The U.S. stock market sold off quite strongly last week, ending the week near its low. It was the lowest closing price for about 4 months, and was only just above the S&P 500 Index’s 200-day simple moving average, a traditional measure of a market’s health:
It doesn’t look like a very healthy price chart, does it? Yet we shouldn’t be overly quick to call a bear market. After all, we haven’t had one close below the moving average, let alone the several consecutive ones we would ideally want to see. What about other measurements? The old benchmark is a drop of at least 20% from the high price, while the drop is barely only 10%. Another benchmark commonly applied is a cross of the 50-day moving average below the 200-day moving average (the “death cross”) to signify the start of a bear market. This is not remotely close to happening. My preferred measurement personally is simply whether the price is higher or lower than it was 6 months ago, and on this metric, the price must drop further before qualifying as bearish.

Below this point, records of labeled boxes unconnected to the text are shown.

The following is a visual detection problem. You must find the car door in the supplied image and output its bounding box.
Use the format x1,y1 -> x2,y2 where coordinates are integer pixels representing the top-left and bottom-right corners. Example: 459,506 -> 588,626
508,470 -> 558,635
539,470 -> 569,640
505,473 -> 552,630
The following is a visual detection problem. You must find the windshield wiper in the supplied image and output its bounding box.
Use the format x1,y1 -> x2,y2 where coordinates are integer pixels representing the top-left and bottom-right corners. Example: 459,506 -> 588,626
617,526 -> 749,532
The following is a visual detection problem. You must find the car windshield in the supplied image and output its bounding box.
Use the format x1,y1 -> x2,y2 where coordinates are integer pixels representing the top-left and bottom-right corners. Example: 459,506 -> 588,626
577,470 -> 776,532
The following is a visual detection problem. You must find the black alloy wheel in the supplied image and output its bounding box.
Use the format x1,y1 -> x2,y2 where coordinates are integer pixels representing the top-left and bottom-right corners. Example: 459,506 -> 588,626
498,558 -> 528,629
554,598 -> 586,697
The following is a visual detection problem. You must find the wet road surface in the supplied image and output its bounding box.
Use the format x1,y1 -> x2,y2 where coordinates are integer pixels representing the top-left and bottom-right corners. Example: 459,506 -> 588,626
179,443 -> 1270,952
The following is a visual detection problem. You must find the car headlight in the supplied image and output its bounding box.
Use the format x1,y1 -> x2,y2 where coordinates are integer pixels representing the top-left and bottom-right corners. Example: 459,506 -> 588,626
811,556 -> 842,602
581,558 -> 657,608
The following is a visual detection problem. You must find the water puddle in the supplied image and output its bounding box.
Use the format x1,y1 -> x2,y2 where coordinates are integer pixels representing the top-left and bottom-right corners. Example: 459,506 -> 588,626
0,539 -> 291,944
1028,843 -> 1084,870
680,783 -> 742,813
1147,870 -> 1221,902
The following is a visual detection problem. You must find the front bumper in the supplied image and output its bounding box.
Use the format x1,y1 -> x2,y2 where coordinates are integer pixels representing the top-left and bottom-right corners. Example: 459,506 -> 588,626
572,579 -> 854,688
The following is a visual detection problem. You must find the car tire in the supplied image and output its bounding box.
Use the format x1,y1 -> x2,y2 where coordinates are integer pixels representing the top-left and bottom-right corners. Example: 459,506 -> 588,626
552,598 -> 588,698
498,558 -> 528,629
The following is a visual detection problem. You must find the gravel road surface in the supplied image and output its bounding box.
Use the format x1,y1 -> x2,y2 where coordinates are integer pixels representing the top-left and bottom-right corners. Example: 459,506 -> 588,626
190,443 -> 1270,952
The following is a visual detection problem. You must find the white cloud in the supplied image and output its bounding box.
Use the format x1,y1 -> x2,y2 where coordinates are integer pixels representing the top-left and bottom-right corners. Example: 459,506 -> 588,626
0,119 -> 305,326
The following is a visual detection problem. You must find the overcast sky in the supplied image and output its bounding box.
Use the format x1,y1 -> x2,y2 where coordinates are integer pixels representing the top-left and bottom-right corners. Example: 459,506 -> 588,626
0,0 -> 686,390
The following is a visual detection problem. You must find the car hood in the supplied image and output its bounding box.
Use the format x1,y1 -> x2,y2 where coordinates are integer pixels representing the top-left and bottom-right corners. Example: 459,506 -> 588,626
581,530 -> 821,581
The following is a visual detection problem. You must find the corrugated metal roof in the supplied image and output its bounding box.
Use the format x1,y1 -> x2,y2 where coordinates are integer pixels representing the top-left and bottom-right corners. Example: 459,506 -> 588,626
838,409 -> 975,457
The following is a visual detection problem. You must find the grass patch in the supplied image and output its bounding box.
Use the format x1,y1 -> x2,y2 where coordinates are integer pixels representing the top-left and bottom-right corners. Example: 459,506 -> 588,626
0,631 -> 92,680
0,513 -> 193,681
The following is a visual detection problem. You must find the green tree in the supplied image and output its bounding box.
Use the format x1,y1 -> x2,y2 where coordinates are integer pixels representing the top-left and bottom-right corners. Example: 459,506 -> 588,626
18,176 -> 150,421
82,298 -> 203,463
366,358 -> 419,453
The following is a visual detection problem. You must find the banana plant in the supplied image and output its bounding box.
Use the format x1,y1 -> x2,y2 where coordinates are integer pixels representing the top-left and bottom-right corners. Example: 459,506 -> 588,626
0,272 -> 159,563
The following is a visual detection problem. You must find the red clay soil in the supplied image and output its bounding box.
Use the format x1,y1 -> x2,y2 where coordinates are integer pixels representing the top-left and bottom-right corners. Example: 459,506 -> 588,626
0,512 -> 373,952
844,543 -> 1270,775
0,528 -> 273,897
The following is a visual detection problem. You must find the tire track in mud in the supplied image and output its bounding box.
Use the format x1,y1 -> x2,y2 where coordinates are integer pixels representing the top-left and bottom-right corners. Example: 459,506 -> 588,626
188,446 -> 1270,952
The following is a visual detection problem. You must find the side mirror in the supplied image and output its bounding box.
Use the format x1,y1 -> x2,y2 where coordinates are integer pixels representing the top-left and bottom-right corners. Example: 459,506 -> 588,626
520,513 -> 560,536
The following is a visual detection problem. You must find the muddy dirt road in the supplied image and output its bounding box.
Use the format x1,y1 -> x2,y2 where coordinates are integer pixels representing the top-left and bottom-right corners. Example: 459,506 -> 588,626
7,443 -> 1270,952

Yet there is still something about this chart that makes me deeply uneasy and ready to consider liquidating all my stocks. Two things, in fact: the steep rise in volatility since the sell off, and the price action of the candlesticks within the chart itself. Both look bearish, as such a sharp increase in volatility after a strongly bullish “exhaustion” move is often bearish. Also, we can see a double top made after the price recovered from its initial strong fall. The price has moved down strongly from the second top within the double top formation.
Arguments can be made to persist with a bullish outlook. The price still hasn’t broken the recent lows, as can be seen from the chart above. The price might test them again and rise sharply, printing a double bottom which becomes a buying opportunity. This might happen. Historical data shows the U.S. stock market is more resilient on the long side than the short side: long is the market’s natural tendency.
The next week or two are likely to be critical to the future direction of the stock market. If you have stocks or are considering investing, it would probably be wise to watch the next developments carefully, especially what happens as the first quarter comes to an end at the end of this week. Much will probably depend upon how the U.S. / China tariff “war” plays out.